De pakketten zijn in de groepen alfabetisch geordend. Sommige pakketten komen in verschillende groepen voor en de lijsten worden daardoor wel erg lang. Wanneer je een bepaald pakket zou willen selecteren, zul je dus ten eerste de juiste groep moeten vinden en ten tweede dan de lijst moeten doorwerken in de hoop dat het desbetreffende pakket inderdaad aanwezig is. In deze context zou een zoekfunctie absoluut een pre zijn.
Wanneer we even door de lijsten heen scrollen, zijn er een paar opvallende punten:
  • Er worden standaard een aantal non-free producten bij de installatie inbegrepen, zoals een mp3-codec van RealPlayer, Flash van Macromedia en (uiteraard) van Novell. Voor degenen, die de gratis versies van Linux hebben, zal dit even wennen zijn. Normaal gesproken moet je het dan met vrije software doen of extra pakketten buiten de distributie zoeken.

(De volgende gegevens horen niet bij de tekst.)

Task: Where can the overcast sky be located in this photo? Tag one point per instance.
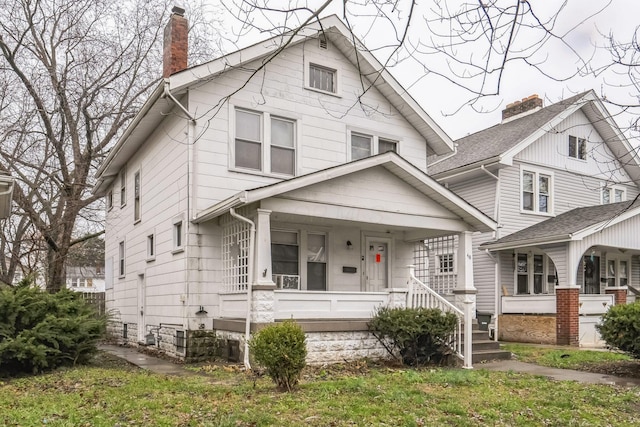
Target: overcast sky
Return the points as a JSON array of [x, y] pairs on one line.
[[452, 107]]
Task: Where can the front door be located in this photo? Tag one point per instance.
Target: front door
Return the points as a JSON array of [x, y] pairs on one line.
[[591, 274], [377, 264]]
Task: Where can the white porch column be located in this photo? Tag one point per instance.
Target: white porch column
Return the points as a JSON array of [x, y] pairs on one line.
[[263, 248], [465, 290]]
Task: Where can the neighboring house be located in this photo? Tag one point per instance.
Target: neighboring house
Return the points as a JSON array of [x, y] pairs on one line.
[[561, 183], [272, 184], [85, 279]]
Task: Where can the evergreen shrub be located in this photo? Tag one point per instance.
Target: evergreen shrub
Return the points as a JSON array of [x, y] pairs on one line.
[[620, 328], [419, 335], [281, 349], [41, 331]]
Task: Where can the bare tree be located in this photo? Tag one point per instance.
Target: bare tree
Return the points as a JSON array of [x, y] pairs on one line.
[[73, 73]]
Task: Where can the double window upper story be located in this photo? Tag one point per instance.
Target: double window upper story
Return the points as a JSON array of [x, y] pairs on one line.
[[536, 188], [264, 143]]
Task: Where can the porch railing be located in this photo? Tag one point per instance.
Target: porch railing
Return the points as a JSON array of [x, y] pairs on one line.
[[420, 295]]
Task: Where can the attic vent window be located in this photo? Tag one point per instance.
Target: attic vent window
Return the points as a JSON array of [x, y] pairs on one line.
[[322, 78], [322, 43]]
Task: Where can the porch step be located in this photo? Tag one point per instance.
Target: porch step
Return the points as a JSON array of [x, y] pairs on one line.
[[484, 348], [480, 356]]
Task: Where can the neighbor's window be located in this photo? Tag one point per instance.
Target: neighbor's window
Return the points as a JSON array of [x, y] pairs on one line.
[[322, 78], [530, 274], [136, 196], [269, 152], [536, 192], [577, 148], [121, 263]]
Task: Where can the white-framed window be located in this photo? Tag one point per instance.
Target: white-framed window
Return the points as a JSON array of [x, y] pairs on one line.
[[363, 145], [617, 272], [264, 142], [123, 187], [121, 259], [537, 191], [322, 74], [613, 194], [151, 247], [446, 263], [290, 270], [178, 235], [577, 147], [531, 274], [109, 200], [136, 196], [323, 78]]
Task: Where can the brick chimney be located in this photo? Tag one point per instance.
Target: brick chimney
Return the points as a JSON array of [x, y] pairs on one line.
[[530, 103], [175, 43]]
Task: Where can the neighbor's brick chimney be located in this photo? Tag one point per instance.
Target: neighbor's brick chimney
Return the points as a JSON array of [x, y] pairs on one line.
[[175, 43], [519, 107]]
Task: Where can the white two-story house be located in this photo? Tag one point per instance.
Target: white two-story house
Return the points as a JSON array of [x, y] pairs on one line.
[[562, 184], [285, 180]]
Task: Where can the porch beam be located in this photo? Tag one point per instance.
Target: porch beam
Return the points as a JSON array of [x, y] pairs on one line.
[[351, 213]]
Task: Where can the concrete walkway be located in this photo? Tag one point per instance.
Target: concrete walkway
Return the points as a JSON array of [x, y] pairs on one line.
[[557, 374], [161, 366]]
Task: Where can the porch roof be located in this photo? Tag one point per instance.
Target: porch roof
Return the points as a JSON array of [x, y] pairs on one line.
[[391, 161], [575, 224]]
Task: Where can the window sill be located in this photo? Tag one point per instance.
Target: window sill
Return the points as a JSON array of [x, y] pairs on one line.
[[324, 92], [260, 173], [534, 213]]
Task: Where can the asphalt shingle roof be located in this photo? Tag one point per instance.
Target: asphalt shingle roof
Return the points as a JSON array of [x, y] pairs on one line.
[[496, 140], [569, 222]]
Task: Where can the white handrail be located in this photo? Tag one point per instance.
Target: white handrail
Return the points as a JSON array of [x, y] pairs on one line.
[[420, 295]]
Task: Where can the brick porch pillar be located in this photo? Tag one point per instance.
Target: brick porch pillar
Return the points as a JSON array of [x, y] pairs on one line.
[[567, 316], [619, 295]]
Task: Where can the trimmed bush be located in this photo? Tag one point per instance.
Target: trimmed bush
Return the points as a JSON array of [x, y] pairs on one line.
[[419, 335], [40, 331], [620, 328], [281, 349]]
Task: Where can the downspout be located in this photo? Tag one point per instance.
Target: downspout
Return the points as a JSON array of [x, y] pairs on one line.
[[247, 326]]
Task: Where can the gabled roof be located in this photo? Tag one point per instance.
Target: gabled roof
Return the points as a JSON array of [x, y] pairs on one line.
[[500, 143], [575, 224], [390, 161], [154, 110]]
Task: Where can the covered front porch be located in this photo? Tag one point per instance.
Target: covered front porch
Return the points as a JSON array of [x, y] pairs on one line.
[[328, 249], [557, 278]]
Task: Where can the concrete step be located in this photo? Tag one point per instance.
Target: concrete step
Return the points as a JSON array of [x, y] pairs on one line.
[[479, 356], [484, 345]]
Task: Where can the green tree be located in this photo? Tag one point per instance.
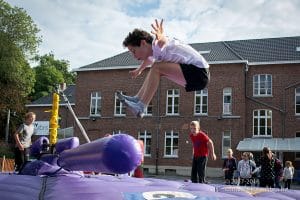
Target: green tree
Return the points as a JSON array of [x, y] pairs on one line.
[[60, 65], [18, 42], [19, 28], [47, 78], [49, 73]]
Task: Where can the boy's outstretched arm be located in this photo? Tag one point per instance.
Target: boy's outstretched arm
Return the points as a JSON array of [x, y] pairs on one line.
[[158, 31]]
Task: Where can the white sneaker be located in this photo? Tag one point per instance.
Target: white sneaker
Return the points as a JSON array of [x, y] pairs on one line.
[[136, 108], [123, 97]]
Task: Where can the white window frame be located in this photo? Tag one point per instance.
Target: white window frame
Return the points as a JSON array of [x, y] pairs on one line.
[[173, 96], [262, 88], [121, 106], [174, 151], [226, 135], [297, 105], [95, 104], [262, 119], [201, 102], [227, 96], [146, 136]]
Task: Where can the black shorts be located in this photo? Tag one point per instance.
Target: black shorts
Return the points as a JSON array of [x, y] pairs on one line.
[[196, 78]]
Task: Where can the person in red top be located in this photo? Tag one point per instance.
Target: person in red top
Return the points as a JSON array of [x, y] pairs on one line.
[[202, 146]]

  • Compiz wordt standaard geïnstalleerd. Natuurlijk is dit de hype van het moment, maar zelfs voor de zakelijke markt deinst Novell SUSE er niet voor terug om de mogelijkheid te bieden om de desktop interactiever en aantrekkelijker te maken.
  • Xfce schittert door afwezigheid… Met alleen KDE en Gnome als grafische omgeving is het jammer te noemen dat XfcE niet is meegenomen. Zeker wanneer je adverteert met het gegeven dat er minimaal een Pentium III 500Mhz nodig is om SLED te draaien, zou het op zijn plaats zijn daarbij een desktopmanager erbij te voegen, die voor zulke processoren het meest geschikt is.
Het toevoegen van pakketten is verder eenvoudig te noemen. Automatisch controleert de installer op afhankelijkheden, die vervolgens aan de lijst van te installeren software wordt toegevoegd. Als uiteindelijk alles geselecteerd is, komt de totale installatie op een bescheiden 3,6 GB.